The good news: If you, as a CEO, have that growth mindset, there are simple ways to seed that thinking in your team. Start by modelling the behaviour: Speak openly about your own mistakes and what you learned from them, and things you learn from your customers each day. Then, encourage people to talk openly about their mistakes (and more importantly the lessons they’ve learned)! Create a safe space where people can talk openly about their mistakes and uncertainties without fear of retribution.
You can bake these conversations into your operating rhythms. Make that part of your daily / weekly standups or weekly status emails, or make a Slack channel #lessons.
One example: Before we ran each A/B test at PayPal, I’d ask each person involved with the experiment (especially the senior execs) to make a public prediction about what they’d expect for a result. Then, when we had the actual results, we could compare them with our predictions (eliminating hindsight bias) and unpack the assumptions that led us to our correct or false conclusions.
Strength 5: Process
Execute fast, learn fast.
Once you’ve found your 10%, how do you maintain consistent focus on the highest impact work? Despite all the random ideas, suggestions and crises that crash in every day? Engineering teams have prioritised backlogs and short “sprints.” Why should your marketing team be any different?
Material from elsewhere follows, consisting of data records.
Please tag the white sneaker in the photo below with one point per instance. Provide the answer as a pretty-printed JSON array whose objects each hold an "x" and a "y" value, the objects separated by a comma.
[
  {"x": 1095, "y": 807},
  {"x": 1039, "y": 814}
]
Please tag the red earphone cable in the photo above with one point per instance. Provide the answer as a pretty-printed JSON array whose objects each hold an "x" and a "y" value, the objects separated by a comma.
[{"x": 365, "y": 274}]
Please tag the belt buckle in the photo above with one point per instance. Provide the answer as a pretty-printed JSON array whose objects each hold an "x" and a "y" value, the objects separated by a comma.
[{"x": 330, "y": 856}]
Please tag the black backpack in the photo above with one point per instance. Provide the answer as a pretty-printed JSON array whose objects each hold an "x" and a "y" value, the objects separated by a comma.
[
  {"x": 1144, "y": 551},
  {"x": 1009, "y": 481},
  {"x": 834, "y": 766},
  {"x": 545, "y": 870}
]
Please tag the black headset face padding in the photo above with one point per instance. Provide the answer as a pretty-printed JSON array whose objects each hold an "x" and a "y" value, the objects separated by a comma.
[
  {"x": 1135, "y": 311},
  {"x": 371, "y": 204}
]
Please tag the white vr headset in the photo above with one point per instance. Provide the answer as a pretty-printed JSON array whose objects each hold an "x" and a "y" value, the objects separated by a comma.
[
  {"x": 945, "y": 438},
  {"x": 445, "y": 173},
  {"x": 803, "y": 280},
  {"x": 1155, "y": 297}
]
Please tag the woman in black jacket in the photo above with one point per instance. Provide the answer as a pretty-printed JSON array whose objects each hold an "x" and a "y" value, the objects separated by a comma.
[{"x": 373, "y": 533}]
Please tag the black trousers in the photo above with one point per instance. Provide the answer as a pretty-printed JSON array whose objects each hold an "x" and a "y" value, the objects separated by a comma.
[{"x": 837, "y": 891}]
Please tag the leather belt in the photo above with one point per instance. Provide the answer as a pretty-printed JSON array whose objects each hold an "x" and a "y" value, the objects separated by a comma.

First, make sure everyone in the company understands the rate-limiting step, and track it with a “north star metric.” Everyone in customer acquisition should be able to explain how, by a series of steps, their work impacts that number.
From there, you run a process that looks a lot like engineering. You’ve identified a small number of ideas that you want to try, and you prioritise them by effort and impact. Turn each idea into a “minimum viable test” that you can run in a week or two. For each idea, identify the riskiest assumption, develop a hypothesis, and run an experiment. If the results are promising, double-down.
The drumbeat of the process is a weekly growth meeting with the CEO, the analytics person, and the marketing team. Review the numbers, talk about the most important things you did last week, what you learned, and decide what you’ll do this week.
When Fast isn’t Fast
I hate to say “execute fast” because everyone thinks that means “type faster, fewer meetings, no chairs in meetings” etc. While these “life hacks” might make you move around your office faster, they do not move your company faster.
Remember from The Lean Startup that progress means moving quickly through the “build-measure-learn” feedback loop – running experiments, quickly turning unknowns into knowns. Same thing with growth – every piece of work you do is based on a set of critical assumptions. You need to identify your riskiest assumptions quickly and validate (or disprove) them via “minimum viable tests.” Even if you do not have enough traffic to run A/B tests, there are lots of fast powerful techniques to get this learning.
Silver Bullet Sauce
So that’s it, the secret sauce with the silver bullets mixed in. From these five strengths, great companies grow.
Before you invest in growth by…
● Spending money on Facebook or Adwords
● Building new product features for customer acquisition
● Hiring and training a salesperson
● Doing a re-brand
● Hiring a recruiter to find you a t-shaped head of growth…
… first take an honest look at your company and think about these five Core Strengths of Startup Growth. How do you rate? Does your company live these strengths every day? If not, any additional investment into tactics will be a waste of money and precious time.